I looked away feeling the pain in my chest I never forgave myself for that day I didn't know, how could I?

"Father is everything okay?" Deathstar holding my hand.

I squeezed her's hand gently I looked at her with a sad expression on my face.

"What I done I never meant to do it I didn't know, there was a scouting ship it was alone we invaded the ship....we captured everyone I was going to execute the boys till she came around. I shot her right in the abdomen when I realized it was her it was too late she was already close to death. I hold her in my arms trying to stop the bleeding I didn't want to lose another family member I told her how sorry I was I couldn't hold back my tears. What she said next I don't see how she say it to me, she forgive me like nothing had happened. She was so great full for everything, she loved her life how could she forgive me for everything I done. She died in my arms I took her back to Optimus I tried to explain but he was enraged losing his daughter, he tried to kill me that moment your carrier stopped him from doing so. She walked me back to my ship then all of a sudden she told me she was having you a part of me believed Galaxy gave you life so that I could be happy."

"I'm so sorry father."

Deathstar pulled me into a hug I couldn't help myself but to cry. I felt so helpless that day after her death I wasn't the same everything became more difficult in the war till Deathstar was born. She released me from our hug, she wipes my tears away smiling in a sad expression.

"I think Galaxy is right for forgiving you I know I do and so does mother you can stop this war father."

"You know I can't I'm to close of winning." I said.

"Your not even close neither is the Autobots father." She said.

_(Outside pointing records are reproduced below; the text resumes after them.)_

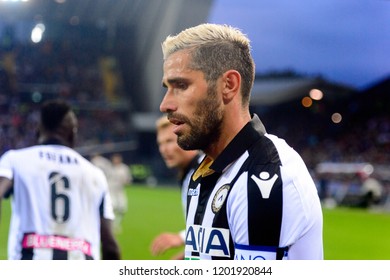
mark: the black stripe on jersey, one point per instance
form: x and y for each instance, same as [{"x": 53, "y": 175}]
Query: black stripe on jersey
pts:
[
  {"x": 265, "y": 213},
  {"x": 27, "y": 254}
]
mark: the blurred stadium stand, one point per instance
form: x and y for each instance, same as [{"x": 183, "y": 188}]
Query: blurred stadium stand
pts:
[{"x": 104, "y": 56}]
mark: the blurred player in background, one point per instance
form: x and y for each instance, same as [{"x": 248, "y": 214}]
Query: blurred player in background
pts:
[
  {"x": 185, "y": 163},
  {"x": 119, "y": 177},
  {"x": 61, "y": 208},
  {"x": 252, "y": 196},
  {"x": 102, "y": 162}
]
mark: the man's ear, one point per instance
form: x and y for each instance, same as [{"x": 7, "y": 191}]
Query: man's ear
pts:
[{"x": 231, "y": 85}]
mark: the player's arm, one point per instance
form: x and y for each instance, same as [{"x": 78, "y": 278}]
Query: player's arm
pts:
[
  {"x": 5, "y": 186},
  {"x": 110, "y": 248}
]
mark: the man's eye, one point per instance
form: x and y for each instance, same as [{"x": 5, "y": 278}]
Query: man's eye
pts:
[{"x": 181, "y": 85}]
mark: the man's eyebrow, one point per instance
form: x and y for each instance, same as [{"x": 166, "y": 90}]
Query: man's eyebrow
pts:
[{"x": 173, "y": 81}]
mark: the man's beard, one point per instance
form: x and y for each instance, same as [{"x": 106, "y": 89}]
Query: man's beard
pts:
[{"x": 206, "y": 125}]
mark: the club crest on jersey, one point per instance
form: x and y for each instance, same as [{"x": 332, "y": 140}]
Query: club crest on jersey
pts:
[
  {"x": 193, "y": 192},
  {"x": 219, "y": 198},
  {"x": 265, "y": 183}
]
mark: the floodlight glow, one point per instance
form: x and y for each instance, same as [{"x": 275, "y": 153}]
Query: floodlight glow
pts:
[
  {"x": 37, "y": 33},
  {"x": 316, "y": 94},
  {"x": 336, "y": 117}
]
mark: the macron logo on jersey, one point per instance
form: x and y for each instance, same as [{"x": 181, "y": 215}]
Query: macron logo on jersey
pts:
[{"x": 265, "y": 183}]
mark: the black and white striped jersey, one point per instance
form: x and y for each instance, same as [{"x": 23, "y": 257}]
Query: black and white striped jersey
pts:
[
  {"x": 257, "y": 200},
  {"x": 57, "y": 201}
]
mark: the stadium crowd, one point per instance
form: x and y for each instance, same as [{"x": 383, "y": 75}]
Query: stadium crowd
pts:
[{"x": 30, "y": 73}]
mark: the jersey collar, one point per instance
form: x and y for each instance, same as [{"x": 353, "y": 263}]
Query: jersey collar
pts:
[{"x": 247, "y": 136}]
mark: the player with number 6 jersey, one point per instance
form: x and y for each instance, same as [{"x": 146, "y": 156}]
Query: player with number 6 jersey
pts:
[{"x": 61, "y": 208}]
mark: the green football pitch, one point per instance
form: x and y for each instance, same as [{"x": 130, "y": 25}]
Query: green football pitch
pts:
[{"x": 349, "y": 234}]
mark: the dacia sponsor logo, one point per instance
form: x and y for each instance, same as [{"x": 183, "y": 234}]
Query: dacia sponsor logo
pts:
[
  {"x": 250, "y": 254},
  {"x": 207, "y": 240}
]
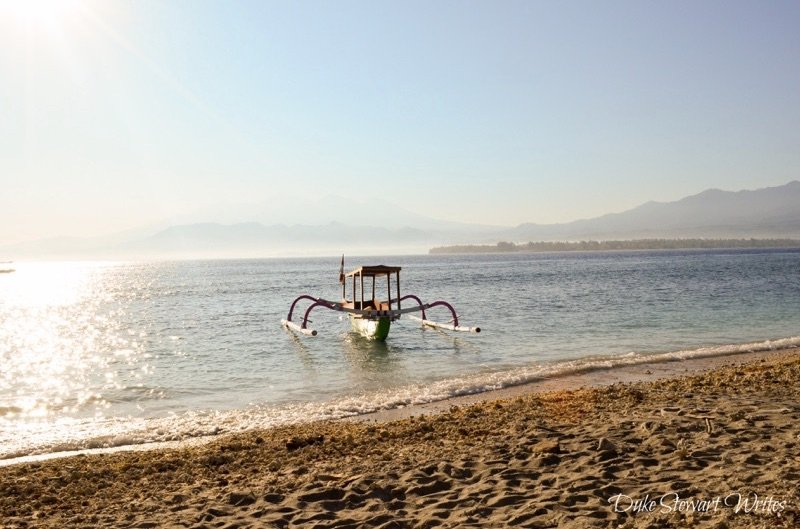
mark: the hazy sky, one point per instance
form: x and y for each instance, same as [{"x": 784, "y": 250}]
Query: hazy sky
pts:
[{"x": 114, "y": 114}]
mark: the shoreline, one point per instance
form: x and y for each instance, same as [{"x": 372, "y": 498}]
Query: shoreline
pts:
[
  {"x": 646, "y": 368},
  {"x": 593, "y": 377},
  {"x": 571, "y": 456}
]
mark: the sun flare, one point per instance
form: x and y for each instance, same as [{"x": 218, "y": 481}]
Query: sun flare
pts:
[{"x": 39, "y": 14}]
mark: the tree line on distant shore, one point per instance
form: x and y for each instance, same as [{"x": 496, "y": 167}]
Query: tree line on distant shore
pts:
[{"x": 636, "y": 244}]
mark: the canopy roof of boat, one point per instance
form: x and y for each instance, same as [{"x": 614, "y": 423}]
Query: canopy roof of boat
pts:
[{"x": 373, "y": 271}]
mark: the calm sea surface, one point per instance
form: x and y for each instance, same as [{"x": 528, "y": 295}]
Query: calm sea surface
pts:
[{"x": 112, "y": 354}]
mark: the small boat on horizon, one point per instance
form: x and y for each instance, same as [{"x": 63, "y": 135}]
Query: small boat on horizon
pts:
[{"x": 372, "y": 316}]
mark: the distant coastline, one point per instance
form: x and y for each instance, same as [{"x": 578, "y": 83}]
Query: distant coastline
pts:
[{"x": 636, "y": 244}]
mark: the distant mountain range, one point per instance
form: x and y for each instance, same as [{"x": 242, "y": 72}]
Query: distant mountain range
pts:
[
  {"x": 764, "y": 213},
  {"x": 773, "y": 212}
]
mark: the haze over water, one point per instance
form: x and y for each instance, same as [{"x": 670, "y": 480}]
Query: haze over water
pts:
[{"x": 110, "y": 354}]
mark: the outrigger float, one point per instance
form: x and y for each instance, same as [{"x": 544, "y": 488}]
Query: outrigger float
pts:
[{"x": 372, "y": 317}]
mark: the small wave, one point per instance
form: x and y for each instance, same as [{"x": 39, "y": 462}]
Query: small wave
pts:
[{"x": 45, "y": 440}]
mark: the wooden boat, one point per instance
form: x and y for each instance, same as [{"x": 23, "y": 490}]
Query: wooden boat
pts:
[{"x": 372, "y": 316}]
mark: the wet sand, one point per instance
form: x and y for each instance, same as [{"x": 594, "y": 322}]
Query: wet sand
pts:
[{"x": 715, "y": 447}]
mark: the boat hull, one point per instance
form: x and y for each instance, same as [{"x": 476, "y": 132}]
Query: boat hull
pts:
[{"x": 374, "y": 329}]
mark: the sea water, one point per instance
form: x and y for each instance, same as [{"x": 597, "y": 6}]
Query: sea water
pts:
[{"x": 119, "y": 354}]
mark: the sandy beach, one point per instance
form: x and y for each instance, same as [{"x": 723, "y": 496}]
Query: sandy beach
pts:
[{"x": 715, "y": 447}]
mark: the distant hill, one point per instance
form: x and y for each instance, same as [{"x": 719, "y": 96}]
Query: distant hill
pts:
[
  {"x": 771, "y": 213},
  {"x": 609, "y": 246}
]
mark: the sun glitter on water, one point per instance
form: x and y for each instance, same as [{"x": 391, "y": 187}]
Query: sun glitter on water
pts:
[{"x": 51, "y": 335}]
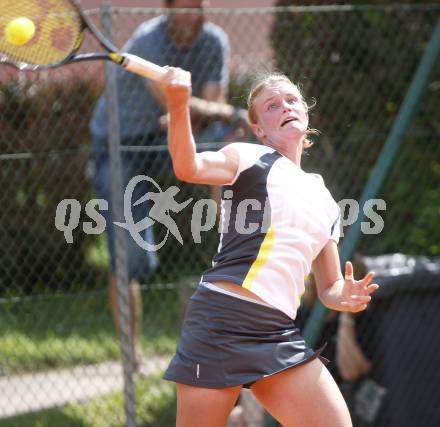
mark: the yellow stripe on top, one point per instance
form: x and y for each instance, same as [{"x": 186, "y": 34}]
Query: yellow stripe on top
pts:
[{"x": 262, "y": 257}]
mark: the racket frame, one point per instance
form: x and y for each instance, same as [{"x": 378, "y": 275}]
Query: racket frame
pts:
[{"x": 130, "y": 62}]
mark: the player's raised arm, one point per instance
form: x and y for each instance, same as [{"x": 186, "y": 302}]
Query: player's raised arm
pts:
[{"x": 215, "y": 168}]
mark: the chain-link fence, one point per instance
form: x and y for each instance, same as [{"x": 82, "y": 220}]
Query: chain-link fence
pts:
[{"x": 59, "y": 352}]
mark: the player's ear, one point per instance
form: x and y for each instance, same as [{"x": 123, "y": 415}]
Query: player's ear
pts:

"Soon I will you rest now till tomorrow."

"You know I can't."

"Try."

"There's no way getting around it, is there?"

"Nope."

"*Sighs* fine only if you stay with me if that's ok."

I smiled at her holding her close to my chest. This reminded me what I used to do when she was a sparkling. I look down seen she fallen asleep I laid her down so she can rest when all of a sudden I felt my hand being tugged back she didn't want me to leave. I laid down with her holding her close to me then slowly started to drift off to sleep.